Pressure in shock compression
For people familiar with static compression techniques, equation of state is often expressed as f (P, V, T) = 0. This equation helps understand how these properties interact under different conditions, such as the Burch-Murnaghan equation of state (2nd or 3rd, commonly used for solids) . However, in the shock compression community, instead of volume and pressure, they use shock wave velocity (Us) and particle velocity (Up) to characterize the state of materials. This can seem different, but it's just another way to describe how materials behave under high-pressure conditions caused by shock waves.
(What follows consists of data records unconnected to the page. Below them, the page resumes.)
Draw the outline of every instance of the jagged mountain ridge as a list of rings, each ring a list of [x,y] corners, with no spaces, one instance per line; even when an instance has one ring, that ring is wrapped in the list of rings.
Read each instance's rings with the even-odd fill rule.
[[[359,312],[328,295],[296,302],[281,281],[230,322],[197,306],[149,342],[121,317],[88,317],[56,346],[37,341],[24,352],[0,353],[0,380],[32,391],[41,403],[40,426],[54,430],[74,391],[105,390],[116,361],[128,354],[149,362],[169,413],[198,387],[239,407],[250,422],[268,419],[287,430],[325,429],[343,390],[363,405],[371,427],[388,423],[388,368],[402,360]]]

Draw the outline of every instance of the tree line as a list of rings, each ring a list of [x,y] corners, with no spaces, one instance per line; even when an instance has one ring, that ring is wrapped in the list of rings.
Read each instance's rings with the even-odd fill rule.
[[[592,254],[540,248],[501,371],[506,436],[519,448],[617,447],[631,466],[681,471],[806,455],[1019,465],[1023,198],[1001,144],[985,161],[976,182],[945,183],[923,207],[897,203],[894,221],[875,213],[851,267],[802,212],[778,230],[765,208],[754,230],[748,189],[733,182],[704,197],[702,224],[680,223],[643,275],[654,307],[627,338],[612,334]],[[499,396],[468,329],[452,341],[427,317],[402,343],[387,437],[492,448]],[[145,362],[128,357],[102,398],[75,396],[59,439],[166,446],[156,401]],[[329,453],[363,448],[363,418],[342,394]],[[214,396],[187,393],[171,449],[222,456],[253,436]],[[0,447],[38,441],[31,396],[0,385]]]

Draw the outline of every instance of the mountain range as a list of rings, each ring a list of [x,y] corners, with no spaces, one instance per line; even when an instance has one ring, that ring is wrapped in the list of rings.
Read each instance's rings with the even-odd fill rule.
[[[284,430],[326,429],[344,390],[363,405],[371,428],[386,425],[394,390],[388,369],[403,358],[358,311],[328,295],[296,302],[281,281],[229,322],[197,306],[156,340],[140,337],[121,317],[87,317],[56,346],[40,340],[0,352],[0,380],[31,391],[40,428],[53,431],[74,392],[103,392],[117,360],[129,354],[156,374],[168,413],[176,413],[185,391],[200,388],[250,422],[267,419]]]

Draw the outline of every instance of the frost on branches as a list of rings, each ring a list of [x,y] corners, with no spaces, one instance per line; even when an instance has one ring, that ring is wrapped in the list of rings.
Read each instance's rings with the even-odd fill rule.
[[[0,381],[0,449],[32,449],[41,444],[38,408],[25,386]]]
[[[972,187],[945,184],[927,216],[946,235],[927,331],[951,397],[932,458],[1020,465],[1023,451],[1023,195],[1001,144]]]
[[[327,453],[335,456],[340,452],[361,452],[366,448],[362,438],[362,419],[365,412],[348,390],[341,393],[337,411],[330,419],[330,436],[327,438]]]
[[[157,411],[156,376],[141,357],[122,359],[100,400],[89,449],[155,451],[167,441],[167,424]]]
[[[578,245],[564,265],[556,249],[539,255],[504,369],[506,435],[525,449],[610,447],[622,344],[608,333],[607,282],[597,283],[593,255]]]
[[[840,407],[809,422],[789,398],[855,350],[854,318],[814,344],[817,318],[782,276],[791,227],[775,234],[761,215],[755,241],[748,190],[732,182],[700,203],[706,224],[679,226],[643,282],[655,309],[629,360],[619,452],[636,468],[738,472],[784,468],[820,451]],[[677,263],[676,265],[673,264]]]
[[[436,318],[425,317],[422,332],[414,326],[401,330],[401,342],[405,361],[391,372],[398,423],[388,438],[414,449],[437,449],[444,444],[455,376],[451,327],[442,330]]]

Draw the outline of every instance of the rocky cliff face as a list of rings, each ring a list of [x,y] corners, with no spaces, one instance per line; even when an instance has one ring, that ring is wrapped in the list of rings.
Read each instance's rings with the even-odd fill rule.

Why (Us, Up) can represent a state of material?
When a material is subjected to a shock (a wave traveling faster than sound speed in that material), the collection of possible states of the material (P, V or ρ, T) lies on the Hugoniot line. One shock in the lab corresponds to one point on the line. In these experiments, two velocities are commonly measured, Us and Up. Pressure can be expressed as ρ₀×Us×Up. The determination volume and temperature in shock compression requires additional assumptions (Grüneisen's assumption + heat capacity of material).
Why P = ρ₀×Us×Up ?
Assuming conversation of momentum, we have F t = m(v-v₀), where m is the mass of material that the shock wave has traveled through in time t. m can be expressed as ρ₀× V.
Dividing both sides by the cross-sectional area S, we have P t = ρ₀× L × (v-v₀), where L represents the length that the shock wave traveled in time t.
In typical senarios where v₀ = 0, and note that L/t = Us and v=Up (the velocity this part of material has been accelerated to), we can simply to P=ρ₀×Us×Up.